In the current environment, the cost of living is trending toward a double-digit increase. In fact, we just learned that wholesale prices had gone up 9.6%. That increase is generally passed on to the consumer because the tail of the supply distribution chain will not absorb the increase in cost. Massive inflation is daunting to all of us and is already impacting independent community physicians, oncology practices in particular.

The most alarming observation to me is the labor shortage. The laws of supply and demand have come true to their scientific promise. We at community oncology have quickly adjusted to the labor shortage by raising wages for existing employees and for future hires, as we had no choice. But, again, without a substantial adjustment to our fee schedules, community oncology is in a bind.

We should not expect private payers to meet our needs voluntarily- they don't do that, and have not done that historically- but there is light at the end of the tunnel.

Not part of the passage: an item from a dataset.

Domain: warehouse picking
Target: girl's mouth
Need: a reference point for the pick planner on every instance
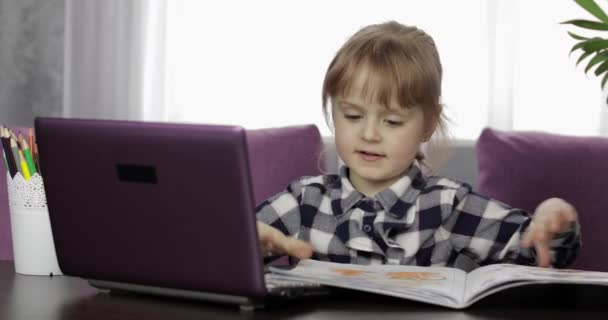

Most payers use a fee schedule based on CMS reimbursement rates. That means if CMS raises their fee schedule, payers should follow suit (if they honor their current contracting schedule) unless they decide to adjust their percentage of what CMS pays.

So far, the Government seems eager to give substantial raises to their employees as they target physician fees whenever a cut in health care spending is planned. So what should we do?


First, political activism is critical. We need to start calling our federal elected officials, educating them (a hard task) on the danger community oncology is facing. Second, as I have explained in the past, diversifying the scope of our services makes us less vulnerable to government actions and policies. Examples of diversified services are clearly outlined and implemented at our cancer center, including imaging services, on-site primary care clinics for medium and large-size employers, Covid mitigation services, and many other lines of services we share with our Sargon/ICOP Summit attendees. Thirdly, the only professional service community oncology can excel at without reliance on Government and payers is Clinical Research. We factually negotiate contracts in earnest and transparency. We accept trials that are economically viable and profitable to our practices. Sponsors of clinical trials want to attract well-performing sites and are willing and able to pay the prices needed and required. Moreover, sponsors do pay on time, with no preauthorization and no retroactive verification chart review, as payers and CMS often do, which sometimes requires us to pay back what we have earned legally and professionally.

Yes, clinical research is cumbersome, especially for the research virgin sites. But we have succeeded in overcoming those challenges through our Sargon Research Network, where we help practices start from scratch with the hope of intent that those affiliates will soon be as successful in research as Gabrail Cancer Center has been in the last two decades.


I know I have highlighted the negative side of inflation and its impact on the future of community oncology. Still, I am an optimist, zooming on solutions that I have outlined above to provide tangible long-term solutions to our everlasting unpredictable challenges. Unfortunately, those challenges are, for the most part, manufactured by the Government. But as President Ronald Reagan (the Great One) said, " Government is not the solution, it is the problem.”